Naturally, I wanted to ride. So I did. And I went big.
The idea to ride 400 miles in 4 days was first realized at my desk – I was probably daydreaming. While I’ve never done back-to-back centuries, I have ridden upwards of 415 miles during the course of a week. Yeah, that’s not crazy mileage compared to cyclists, but that week also included other triathletey things. Nevertheless, I’m probably going to get my ass kicked in Mongolia, therefore, I had more than enough reason ride 400 miles in 4 days.
Why 4 days? Honestly, “400” and “4” just sounded good together. Yep, that’s my rationale.
The first day was a relatively easy day. Though, my legs were growing tired on the last two big-ish climbs.
Day two wasn’t as smooth. I flatted early in the ride and needed a new tire to keep going. On the long descent into Big Basin, the other tire flatted, making me a little nervous as I only had one spare tube. I was eating on a much more frequent interval than the previous day, so I flew threw my food reserves and was basically running on empty heading home. Luckily, Whole Foods gave me a “sample” vegan donut. Nom!
After chowing down after the second ride and taking more food with for day three, things went more smoothly. I rode up Old La Honda, but did so at a leisurely pace.

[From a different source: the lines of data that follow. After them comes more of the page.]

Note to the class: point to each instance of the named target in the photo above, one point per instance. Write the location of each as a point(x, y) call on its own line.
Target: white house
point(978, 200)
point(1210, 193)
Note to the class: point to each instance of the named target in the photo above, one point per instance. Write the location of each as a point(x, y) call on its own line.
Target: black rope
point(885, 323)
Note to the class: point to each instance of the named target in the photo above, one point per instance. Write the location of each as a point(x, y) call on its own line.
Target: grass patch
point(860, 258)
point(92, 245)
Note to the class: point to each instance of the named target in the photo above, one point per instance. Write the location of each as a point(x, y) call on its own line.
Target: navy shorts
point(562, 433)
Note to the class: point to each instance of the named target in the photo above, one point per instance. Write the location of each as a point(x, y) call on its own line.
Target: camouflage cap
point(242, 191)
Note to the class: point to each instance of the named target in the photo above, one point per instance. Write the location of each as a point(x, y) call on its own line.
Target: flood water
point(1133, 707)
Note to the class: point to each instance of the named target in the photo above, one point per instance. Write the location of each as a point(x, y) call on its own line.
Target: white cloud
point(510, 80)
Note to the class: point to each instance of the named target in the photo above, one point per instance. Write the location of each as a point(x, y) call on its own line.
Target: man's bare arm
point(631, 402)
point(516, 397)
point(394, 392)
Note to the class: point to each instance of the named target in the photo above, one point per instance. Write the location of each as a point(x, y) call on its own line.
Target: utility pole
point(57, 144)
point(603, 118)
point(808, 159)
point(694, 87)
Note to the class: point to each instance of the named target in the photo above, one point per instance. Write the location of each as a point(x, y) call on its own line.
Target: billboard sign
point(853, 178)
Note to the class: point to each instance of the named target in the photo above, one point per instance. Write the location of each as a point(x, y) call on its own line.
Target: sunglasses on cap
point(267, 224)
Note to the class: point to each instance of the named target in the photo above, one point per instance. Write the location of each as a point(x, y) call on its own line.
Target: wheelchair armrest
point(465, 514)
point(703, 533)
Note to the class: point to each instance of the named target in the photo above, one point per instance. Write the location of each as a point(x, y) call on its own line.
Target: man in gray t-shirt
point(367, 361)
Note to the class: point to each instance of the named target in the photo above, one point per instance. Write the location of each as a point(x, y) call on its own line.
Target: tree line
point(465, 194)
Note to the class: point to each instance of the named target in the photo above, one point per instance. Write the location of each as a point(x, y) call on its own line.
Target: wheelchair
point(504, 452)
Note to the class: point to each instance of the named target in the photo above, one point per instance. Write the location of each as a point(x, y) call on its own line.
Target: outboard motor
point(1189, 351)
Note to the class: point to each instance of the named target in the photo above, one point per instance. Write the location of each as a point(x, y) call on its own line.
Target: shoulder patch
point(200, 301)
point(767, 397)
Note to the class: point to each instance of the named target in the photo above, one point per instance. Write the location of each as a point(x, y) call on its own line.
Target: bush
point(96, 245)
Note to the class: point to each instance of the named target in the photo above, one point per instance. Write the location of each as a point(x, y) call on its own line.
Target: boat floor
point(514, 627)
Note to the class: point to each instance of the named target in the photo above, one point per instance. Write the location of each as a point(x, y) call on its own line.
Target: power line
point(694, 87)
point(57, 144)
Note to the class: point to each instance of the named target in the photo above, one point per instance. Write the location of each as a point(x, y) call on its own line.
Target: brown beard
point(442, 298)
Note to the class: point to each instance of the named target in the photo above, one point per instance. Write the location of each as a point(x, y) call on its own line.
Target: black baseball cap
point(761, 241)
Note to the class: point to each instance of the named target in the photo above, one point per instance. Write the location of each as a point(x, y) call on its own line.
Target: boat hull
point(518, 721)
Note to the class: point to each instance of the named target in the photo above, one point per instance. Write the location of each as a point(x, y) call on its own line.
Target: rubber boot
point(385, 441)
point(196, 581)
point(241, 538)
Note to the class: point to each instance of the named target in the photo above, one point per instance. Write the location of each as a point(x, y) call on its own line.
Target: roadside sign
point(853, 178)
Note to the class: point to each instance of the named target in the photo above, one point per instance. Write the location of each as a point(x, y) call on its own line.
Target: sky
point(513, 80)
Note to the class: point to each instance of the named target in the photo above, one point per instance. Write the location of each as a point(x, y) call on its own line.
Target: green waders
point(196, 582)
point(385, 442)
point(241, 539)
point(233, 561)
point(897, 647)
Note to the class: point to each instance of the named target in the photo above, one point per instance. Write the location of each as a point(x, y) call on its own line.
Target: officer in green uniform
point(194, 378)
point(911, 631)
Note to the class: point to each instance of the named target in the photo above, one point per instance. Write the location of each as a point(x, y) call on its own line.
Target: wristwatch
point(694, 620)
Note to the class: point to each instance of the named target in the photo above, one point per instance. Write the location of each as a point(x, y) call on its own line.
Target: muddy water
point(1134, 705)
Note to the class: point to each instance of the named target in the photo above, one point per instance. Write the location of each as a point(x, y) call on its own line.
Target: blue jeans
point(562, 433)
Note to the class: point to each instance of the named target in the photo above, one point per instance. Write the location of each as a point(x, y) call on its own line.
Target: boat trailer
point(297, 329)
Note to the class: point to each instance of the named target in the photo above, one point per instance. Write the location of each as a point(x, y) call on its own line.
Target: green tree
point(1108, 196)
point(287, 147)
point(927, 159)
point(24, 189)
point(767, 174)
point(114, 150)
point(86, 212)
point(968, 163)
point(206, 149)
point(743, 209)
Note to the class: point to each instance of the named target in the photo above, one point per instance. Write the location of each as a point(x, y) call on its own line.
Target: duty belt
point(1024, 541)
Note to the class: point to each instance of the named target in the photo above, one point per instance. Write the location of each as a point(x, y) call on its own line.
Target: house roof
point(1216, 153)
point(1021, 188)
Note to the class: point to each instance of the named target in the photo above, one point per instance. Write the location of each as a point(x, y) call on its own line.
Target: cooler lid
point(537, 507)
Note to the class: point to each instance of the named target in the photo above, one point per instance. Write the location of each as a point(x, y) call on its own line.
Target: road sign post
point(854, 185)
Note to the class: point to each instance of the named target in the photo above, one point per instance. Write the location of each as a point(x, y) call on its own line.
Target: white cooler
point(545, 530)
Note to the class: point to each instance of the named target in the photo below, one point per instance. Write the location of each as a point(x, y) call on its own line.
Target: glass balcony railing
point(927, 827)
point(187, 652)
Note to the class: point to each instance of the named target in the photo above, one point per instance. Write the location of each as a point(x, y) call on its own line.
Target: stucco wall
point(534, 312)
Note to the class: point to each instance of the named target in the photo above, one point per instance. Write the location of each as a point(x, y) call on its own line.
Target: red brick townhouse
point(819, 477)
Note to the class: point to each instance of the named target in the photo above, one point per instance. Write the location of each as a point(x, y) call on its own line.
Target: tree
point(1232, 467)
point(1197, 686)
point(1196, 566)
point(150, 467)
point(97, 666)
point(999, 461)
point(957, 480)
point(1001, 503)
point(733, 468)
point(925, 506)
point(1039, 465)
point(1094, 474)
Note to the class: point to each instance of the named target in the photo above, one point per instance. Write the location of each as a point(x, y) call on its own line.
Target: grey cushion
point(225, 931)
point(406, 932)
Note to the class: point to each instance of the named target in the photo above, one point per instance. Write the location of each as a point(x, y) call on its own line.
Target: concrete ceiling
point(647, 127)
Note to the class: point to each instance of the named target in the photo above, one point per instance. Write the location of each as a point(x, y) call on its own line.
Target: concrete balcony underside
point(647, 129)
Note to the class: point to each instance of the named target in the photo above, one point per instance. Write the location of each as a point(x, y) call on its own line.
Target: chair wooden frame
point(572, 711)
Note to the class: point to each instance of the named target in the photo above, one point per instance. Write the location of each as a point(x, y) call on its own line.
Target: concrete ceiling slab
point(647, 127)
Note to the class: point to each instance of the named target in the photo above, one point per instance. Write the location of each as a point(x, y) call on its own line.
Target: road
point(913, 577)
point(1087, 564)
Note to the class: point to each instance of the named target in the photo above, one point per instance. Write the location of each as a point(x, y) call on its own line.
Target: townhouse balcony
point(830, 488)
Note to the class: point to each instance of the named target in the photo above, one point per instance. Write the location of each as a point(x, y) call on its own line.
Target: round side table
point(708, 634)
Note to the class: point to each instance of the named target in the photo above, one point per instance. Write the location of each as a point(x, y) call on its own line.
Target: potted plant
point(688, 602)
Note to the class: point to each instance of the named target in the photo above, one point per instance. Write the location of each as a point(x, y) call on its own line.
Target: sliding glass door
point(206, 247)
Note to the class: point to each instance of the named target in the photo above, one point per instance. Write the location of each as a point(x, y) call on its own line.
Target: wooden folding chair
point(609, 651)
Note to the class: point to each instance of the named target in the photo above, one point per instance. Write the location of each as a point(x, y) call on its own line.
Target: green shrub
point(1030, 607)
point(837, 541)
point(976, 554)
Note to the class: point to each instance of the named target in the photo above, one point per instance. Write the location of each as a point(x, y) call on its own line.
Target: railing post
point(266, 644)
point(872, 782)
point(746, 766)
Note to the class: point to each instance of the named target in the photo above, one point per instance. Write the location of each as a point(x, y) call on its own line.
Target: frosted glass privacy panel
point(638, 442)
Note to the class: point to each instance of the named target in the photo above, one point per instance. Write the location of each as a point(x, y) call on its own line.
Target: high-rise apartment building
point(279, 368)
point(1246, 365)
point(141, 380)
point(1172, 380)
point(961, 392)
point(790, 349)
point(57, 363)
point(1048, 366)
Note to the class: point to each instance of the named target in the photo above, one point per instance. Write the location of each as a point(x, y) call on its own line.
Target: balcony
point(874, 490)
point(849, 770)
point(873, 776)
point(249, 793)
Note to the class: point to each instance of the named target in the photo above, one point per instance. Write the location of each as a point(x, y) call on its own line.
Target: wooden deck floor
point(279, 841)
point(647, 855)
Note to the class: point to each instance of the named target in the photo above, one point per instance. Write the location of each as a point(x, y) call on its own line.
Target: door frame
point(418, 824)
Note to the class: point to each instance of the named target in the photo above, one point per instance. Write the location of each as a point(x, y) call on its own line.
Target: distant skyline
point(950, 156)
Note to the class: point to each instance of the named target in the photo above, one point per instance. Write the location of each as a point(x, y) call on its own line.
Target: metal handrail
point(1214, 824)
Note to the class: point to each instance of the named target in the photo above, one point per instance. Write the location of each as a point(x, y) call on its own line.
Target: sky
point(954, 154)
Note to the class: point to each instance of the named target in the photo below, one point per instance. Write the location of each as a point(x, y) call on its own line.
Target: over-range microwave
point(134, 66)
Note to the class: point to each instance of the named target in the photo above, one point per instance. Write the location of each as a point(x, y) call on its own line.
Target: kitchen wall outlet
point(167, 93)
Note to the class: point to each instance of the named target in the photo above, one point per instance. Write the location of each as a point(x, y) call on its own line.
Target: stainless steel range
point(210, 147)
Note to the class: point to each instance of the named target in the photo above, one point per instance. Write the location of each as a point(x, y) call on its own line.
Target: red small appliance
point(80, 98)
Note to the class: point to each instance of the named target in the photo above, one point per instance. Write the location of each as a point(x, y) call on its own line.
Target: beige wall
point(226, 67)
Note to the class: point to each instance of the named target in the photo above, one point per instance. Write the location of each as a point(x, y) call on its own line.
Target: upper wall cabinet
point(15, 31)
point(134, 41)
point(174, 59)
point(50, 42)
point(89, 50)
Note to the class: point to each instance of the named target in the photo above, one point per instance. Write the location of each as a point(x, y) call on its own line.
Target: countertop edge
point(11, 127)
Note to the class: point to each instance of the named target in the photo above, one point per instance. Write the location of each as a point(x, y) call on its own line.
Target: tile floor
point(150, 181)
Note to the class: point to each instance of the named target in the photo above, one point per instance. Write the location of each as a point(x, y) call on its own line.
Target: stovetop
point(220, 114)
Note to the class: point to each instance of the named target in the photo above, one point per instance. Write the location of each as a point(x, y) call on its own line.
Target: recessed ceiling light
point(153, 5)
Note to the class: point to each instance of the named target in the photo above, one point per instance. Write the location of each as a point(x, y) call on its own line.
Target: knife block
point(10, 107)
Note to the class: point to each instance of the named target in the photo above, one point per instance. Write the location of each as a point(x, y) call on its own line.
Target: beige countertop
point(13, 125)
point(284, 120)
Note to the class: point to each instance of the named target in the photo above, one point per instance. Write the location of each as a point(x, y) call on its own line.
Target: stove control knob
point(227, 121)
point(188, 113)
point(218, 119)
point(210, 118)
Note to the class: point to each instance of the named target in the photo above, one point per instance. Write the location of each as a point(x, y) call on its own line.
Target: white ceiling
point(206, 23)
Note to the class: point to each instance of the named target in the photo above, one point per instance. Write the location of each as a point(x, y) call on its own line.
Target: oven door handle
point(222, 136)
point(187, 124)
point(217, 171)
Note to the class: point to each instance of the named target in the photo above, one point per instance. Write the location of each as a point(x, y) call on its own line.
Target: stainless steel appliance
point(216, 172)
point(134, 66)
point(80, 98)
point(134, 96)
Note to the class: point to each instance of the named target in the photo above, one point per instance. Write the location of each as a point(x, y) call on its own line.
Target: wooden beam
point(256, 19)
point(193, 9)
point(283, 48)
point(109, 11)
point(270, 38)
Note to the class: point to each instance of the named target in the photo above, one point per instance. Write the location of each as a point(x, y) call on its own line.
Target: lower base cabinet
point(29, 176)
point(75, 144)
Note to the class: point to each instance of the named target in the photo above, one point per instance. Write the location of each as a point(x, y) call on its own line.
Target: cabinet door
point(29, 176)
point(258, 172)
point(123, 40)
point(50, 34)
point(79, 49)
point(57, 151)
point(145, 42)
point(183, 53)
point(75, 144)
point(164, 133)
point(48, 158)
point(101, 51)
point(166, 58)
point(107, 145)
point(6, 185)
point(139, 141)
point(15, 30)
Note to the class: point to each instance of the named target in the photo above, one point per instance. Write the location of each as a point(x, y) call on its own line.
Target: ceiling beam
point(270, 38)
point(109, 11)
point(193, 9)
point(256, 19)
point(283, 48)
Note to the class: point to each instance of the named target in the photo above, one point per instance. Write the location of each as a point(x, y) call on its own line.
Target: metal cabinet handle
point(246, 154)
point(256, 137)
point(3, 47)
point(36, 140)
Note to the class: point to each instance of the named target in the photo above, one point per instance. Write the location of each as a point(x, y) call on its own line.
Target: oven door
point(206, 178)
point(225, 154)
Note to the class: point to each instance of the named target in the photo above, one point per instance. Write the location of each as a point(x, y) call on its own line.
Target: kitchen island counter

It’s a really nice climb when you’re not huffing and puffing and staring at your stem for 3.2 miles.
My body decided to start hating me on day four. My legs felt heavy for obvious reasons, but I also came down with a bug or virus, because my stomach was not happy for the duration! In short, the ride sucked.
Totals: 403.7 miles; 23:52:24; 29,646 vertical feet; 16.9 average speed
Being that I make such intelligent, well thought out decisions, I decided to compete in my first triathlon since May in the same week.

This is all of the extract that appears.